1

I have a topic named SOURCE which contains a stream of two kinds of messages, A and B. I have written a kafka-streams application that consumes that topic, finds an A and a B with the same correlation ID and aggregates them into a new message C and puts that on the output topic DESTINATION

Sometimes an A without a B (or wise versa) will put on the SOURCE topic. I have created a queryable state store so I can look at these dangling messages but now I'd like to delete a specific message from the intermediate topic. I guessing it's just a matter of getting a message with the right key (which I have) and null ass the body into the intermediate topic. The question is what is the best way?

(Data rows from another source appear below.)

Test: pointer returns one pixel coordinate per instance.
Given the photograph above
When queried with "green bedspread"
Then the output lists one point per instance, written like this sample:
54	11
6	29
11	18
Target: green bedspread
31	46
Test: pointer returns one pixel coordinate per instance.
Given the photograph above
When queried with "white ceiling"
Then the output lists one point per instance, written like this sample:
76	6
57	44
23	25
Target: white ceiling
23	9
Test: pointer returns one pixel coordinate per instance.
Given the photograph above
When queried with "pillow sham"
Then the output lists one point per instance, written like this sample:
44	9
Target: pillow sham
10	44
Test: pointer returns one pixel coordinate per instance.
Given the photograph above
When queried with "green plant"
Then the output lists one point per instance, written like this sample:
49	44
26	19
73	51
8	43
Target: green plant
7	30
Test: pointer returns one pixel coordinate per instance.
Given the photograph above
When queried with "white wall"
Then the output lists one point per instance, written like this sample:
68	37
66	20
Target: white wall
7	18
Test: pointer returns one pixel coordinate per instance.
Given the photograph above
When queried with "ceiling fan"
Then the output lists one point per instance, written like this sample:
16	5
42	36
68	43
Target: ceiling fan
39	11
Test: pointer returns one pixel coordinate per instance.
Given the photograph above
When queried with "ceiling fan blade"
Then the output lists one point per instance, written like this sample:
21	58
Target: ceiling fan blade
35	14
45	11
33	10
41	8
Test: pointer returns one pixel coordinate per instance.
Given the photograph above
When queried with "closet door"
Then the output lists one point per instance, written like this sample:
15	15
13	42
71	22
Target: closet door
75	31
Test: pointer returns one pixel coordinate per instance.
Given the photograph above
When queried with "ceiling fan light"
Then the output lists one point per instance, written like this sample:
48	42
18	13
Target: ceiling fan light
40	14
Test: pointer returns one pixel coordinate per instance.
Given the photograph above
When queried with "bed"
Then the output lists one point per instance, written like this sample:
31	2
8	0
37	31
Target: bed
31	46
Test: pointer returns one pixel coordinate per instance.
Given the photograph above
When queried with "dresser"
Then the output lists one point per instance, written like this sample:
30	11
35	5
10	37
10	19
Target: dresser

  1. Produce a special clear-message to SOURCE which would cause the aggregated message to become null
  2. Write a message directly to the intermediate topic with null data
  3. some other way, maybe kafka-streams already have an API call for this?

Bonus question: If I know that I don't want messages to sit in the intermediate topic for longer than 6months, can I instruct kafka-streams to create the intermediate topic with 6m retention or should I create the topic myself manually before I run the app?

Richo
  • 751
  • 7
  • 17
  • This isn't really what Kafka is intended for (hence why you're having trouble figuring out how to do it). You shouldn't be deleting messages from a Kafka topic. Think of it more as a queue than a data store. Ideally you'd only read each message once - when you consume it. If there's no B for an A or vice versa, it won't be written to DESTINATION, so is there really a problem? – Ben Watson Feb 26 '18 at 09:29
  • Short answer - you cannot (duplicate of https://stackoverflow.com/questions/35775489/delete-a-specific-kafka-message). Some links of interest: http://www.benstopford.com/2017/10/06/confluent-schema-registry-failover-failback/ https://stackoverflow.com/questions/28586008/delete-message-after-consuming-it-in-kafka – Artur Biesiadowski Feb 26 '18 at 10:09
  • Ben, if it's not written to DESTINATION it will stay in the intermediate topic forever, so the size of the topic will grow until infinity. Artur - you can it's 100% possible to delete messages in a topic with log compaction, that's what kafka-streams does under the hood, I'm talking about what would be the best practise in doing it myself – Richo Feb 26 '18 at 13:24
  • I think it would be better to write a message to the SOURCE topic -- this allows you to clean up internal state while processing the message. If you write to internal topic that Kafka Streams create directly, you might mess up the state of the applications. – Matthias J. Sax Feb 26 '18 at 16:45

1 Answers1

0

Bonus question: If I know that I don't want messages to sit in the intermediate topic for longer than 6months, can I instruct kafka-streams to create the intermediate topic with 6m retention or should I create the topic myself manually before I run the app?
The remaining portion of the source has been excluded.